A fase da relação do homem com seu chão que vivemos nesse começo do milênio, alerta os responsáveis maiores pela condução da atual civilização, assim com qualquer pessoa consciente, a levar a sério essa reflexão: “Assim, no curso de todas as culturas humanas, mais cedo ou mais tarde, surgem tendências de proteção ativa da natureza; um povo que se descuidasse deste elemento, seria falto dum requisito essencial da verdadeira cultura humana total e indigno da terra, com que a mão pródiga do Criador o presenteou”. (Rambo, 1942, p. 338).
Não se requer nenhum esforço fora do comum para ler nas linhas e, principalmente, perceber nas entrelinhas das reflexões de Rambo, que a natureza com seus recursos administrados com inteligência, senso de responsabilidade e parcimônia, são condições com as quais morrem ou se perpetuam as esperanças do homem em relação ao seu destino como espécie. Voltamos, portanto, de novo ao mesmo pressuposto que dá sentido e torna obrigatório, como um dever de justiça e de solidariedade, a preocupação pelo futuro da vida na terra, pelo futuro sustentável da querência da humanidade. Todo o esforço empenhado nesse sentido só então tem sentido e justificativa quando estiver direta ou indiretamente a serviço do bem estar da espécie humana. Fazer ciência simplesmente por fazer ciência, termina na esterilidade dos resultados. De outra parte, o filosofar sem se preocupar em encontrar soluções para os impasses humanos, não passa de malabarismo intelectual que termina em satisfazer o próprio ego ou do isolamento do “filósofo” no seu próprio olimpo. Dozhansky alertou sobre essa questão na introdução do seu livro “Herança e Natureza Humana”.

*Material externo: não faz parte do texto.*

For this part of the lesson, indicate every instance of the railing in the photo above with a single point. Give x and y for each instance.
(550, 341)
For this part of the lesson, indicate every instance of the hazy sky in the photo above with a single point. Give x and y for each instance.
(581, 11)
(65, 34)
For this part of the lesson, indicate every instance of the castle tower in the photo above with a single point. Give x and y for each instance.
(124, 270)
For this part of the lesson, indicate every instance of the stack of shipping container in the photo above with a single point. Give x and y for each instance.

No essencial, o progresso da ciência está nas mãos dos especialistas. Na medida em que a ciência se expande, o campo de cada especialista tende a estreitar-se. Alguns limitaram-se até o exagero. Correm sérios riscos e por sua vez são perigosos, em primeiro lugar porque sua própria vida interior está depauperada; em segundo lugar porque costumam ser presas fáceis da exploração pelos detentores de poder, dinheiro, coisa que prejudica tanto a ciência, quanto a humanidade no seu conjunto. (Dobzhansky, 1969, p. 10)
O autor comentando essa realidade afirma que a ciência carrega na própria natureza um paradoxo que obriga a pensar. Esse paradoxo aparece mais visivelmente no próprio desenvolvimento da atividade científica. O especialista corre o risco de evoluir para um casulo incomunicável, um feiticeiro de posse exclusiva de segredos interditados ao comum dos mortais. Em outras palavras seus conhecimentos científicos são perfeitamente inúteis para enfrentar os grandes desafios da humanidade como um todo, como também os problemas que afligem as pessoas como indivíduos. Por mais acirrada que seja a especialização e, por isso mesmos, por mais fragmentada o conhecimento científico do especialista, também nesse particular o exagero no desmonte dos objetos científicos, faz-se sentir uma tendência crescente para reunir numa síntese os dados obtidos pela análise científica. Evidentemente o candidato a elaborar um síntese corre um outro risco nada desprezível. Para que um síntese goze de um mínimo de abrangência, solidez e credibilidade, o sintetizador necessita dominar um espetro amplo de conhecimentos científicos somados a um raio não menor nem menos sólido de informações sobre as ciências do espírito, ciências humanas, letras e artes. E é no domínio tão vasto de conhecimentos que reside o desafio maior para os formuladores de sínteses.
Num momento em que o número de cientistas e pesquisadores se multiplica proporcionalmente com maior rapidez do que a própria humanidade e as especialidades multiplicam de diversificam-se no mesmo ritmo, é impossível alguém se apropriar de informações sobre o que acontece nessa imensa pluralidade científica. Informações básicas de Filosofia, Ciências Humanas, Letras e Artes, talvez não seja tão complicado. São campos do saber há muito tempo consolidados. Seus objetos, suas bases teóricas e seus métodos de aproximação são muito menos complexos e seus desdobramentos em subespecialidades muito menor do que nas Ciências Naturais. De qualquer forma pelas dificuldades apontadas, embora se perceba uma crescente reclamação em busca da unidade na pluralidade do saber, o número de candidatos para concretizá-la é incomparavelmente menor do que os modernos cientistas, filósofos, humanistas ou literatos. Menor ainda é o número daqueles que de fato assumem o desafio e metem mãos à obra. Depois de alertar que os que se arriscam a formular uma síntese, são em geral especialistas e sintetizadores medíocres, conclui que em nome de uma compreensão do real sentido que impulsiona ou deveria alimentar toda a atividade científica como um todo, vale a pena tentar e por isso mesmo correr os riscos que a acompanham.
Apesar disso, deveria haver cientistas que sejam capazes de combinar a vontade de romper com a carapaça protetora de suas especialidades e partir para a exploração de campos mais amplos. Significa, sem dúvida, uma tarefa perigosa pois, pode implicar na perda da fama de especialista. Acontece que como tantas outras tarefas de risco também essa é necessária na sociedade moderna. A vida interior dos indivíduos se enriquecerá com a abertura para uma compreensão do que de fato representa a atividade científica. Alguns aspecto e realizações dizem respeito a todos. (Dobzhansky, 1969, p. 10-11).